Le 1er janvier 1962, la DRME se voit rattacher le Service d’équipement des champs de tir (SECT) qui dépendait précédemment de la DEFA. Ce service, créé pour l’aménagement du champ de tir du Centre interarmées d’essais d’engins spatiaux (CIEES), étend sa compétence, au cours de cette même année, au Centre d’études et de recherches d’engins spéciaux (Céres) de la Marine, installé à l’île du Levant. En juillet, il se voit confier le rôle d’architecte industriel du Centre d’essais des Landes (CEL) de Biscarosse qui vient d’être créé pour l’essai des missiles.

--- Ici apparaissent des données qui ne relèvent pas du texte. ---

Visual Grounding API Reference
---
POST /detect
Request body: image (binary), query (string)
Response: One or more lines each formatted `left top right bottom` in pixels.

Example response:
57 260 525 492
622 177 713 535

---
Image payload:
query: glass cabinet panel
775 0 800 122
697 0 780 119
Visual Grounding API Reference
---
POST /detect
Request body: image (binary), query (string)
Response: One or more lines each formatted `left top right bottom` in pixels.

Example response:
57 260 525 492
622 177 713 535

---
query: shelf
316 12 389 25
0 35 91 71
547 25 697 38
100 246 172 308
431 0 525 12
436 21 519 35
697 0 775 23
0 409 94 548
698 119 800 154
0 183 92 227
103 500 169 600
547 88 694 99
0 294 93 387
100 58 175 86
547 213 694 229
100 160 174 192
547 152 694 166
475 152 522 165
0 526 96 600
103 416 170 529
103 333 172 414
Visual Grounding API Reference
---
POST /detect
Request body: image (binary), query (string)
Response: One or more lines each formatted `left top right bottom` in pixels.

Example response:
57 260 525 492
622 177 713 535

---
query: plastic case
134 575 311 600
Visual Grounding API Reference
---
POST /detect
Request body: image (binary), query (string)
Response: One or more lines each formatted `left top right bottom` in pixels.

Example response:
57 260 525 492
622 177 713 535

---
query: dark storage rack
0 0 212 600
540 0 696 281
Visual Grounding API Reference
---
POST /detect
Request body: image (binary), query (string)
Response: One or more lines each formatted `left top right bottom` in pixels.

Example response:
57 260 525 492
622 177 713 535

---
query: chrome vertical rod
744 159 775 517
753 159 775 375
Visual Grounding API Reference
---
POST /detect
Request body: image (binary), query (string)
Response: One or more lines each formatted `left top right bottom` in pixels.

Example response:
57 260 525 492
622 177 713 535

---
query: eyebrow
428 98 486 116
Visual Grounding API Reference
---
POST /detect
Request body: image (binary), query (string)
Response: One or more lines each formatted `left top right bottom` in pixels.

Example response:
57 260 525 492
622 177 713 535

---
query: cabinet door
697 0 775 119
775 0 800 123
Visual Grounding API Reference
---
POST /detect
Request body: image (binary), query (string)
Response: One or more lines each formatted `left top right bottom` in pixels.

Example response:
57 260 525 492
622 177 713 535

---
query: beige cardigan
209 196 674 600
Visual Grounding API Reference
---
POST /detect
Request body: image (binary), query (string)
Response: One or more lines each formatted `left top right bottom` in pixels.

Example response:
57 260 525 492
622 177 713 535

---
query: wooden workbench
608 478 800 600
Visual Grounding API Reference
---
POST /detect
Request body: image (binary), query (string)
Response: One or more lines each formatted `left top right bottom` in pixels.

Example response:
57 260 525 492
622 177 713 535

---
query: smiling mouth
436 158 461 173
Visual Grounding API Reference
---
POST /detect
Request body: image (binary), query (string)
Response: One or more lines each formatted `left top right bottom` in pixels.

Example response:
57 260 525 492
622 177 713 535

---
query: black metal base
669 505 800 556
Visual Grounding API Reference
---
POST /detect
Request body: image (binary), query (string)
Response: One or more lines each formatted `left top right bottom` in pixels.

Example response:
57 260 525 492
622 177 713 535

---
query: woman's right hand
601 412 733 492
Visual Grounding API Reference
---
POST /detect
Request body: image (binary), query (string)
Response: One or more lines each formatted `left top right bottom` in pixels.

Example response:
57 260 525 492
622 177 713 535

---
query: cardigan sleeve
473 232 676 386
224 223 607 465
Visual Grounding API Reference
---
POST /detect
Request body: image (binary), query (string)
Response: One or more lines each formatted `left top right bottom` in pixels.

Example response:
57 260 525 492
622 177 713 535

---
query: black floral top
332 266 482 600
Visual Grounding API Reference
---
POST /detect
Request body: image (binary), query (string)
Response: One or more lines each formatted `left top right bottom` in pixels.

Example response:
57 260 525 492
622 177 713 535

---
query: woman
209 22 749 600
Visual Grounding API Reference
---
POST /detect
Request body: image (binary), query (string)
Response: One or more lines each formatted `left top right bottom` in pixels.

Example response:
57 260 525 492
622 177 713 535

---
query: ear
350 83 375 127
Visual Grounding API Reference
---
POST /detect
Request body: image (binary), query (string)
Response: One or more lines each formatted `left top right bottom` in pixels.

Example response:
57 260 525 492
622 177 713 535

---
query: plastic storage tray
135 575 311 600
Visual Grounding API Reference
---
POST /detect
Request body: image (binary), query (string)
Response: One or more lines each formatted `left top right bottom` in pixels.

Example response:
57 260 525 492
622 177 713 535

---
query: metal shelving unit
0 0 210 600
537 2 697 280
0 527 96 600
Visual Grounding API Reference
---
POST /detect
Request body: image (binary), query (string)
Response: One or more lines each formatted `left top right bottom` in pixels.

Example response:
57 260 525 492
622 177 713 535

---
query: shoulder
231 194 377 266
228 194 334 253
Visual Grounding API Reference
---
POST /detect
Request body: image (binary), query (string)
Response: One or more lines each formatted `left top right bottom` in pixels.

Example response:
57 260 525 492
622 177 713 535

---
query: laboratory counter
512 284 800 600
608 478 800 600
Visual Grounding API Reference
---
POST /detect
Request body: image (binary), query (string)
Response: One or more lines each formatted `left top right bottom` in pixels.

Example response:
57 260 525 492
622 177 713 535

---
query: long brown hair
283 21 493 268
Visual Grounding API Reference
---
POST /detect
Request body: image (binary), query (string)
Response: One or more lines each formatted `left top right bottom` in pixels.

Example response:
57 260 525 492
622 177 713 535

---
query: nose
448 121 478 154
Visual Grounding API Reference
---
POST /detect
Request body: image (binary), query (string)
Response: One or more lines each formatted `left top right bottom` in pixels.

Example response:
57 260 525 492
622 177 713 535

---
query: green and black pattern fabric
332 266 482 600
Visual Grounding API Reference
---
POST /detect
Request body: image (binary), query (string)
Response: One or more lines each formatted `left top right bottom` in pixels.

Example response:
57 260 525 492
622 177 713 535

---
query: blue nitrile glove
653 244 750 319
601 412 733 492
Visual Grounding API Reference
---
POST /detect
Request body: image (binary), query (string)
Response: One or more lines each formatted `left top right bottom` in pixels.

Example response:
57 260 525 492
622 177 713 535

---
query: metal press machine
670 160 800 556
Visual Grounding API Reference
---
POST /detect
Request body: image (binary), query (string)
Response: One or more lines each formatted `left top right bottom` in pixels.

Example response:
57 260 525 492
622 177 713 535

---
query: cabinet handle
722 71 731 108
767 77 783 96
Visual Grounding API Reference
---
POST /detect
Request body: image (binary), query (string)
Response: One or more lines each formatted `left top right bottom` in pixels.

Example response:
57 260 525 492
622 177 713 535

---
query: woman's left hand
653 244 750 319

L’année 1963 voit la naissance en février, du Service puis Centre de documentation de l’armement (Cedocar) rattaché à la DRME et chargé de collecter l’information scientifique et technique, ainsi que celle, en août, du Centre des hautes études de l’armement (CHEAr).
En 1964, c’est la création, le 4 avril, du service de Surveillance industrielle de l’armement (SIAR), qui regroupe sous une autorité unique les différents services de surveillance de chacune des directions, pour coordonner leur action, et dont l’implantation territoriale est calquée sur celle des zones de défense.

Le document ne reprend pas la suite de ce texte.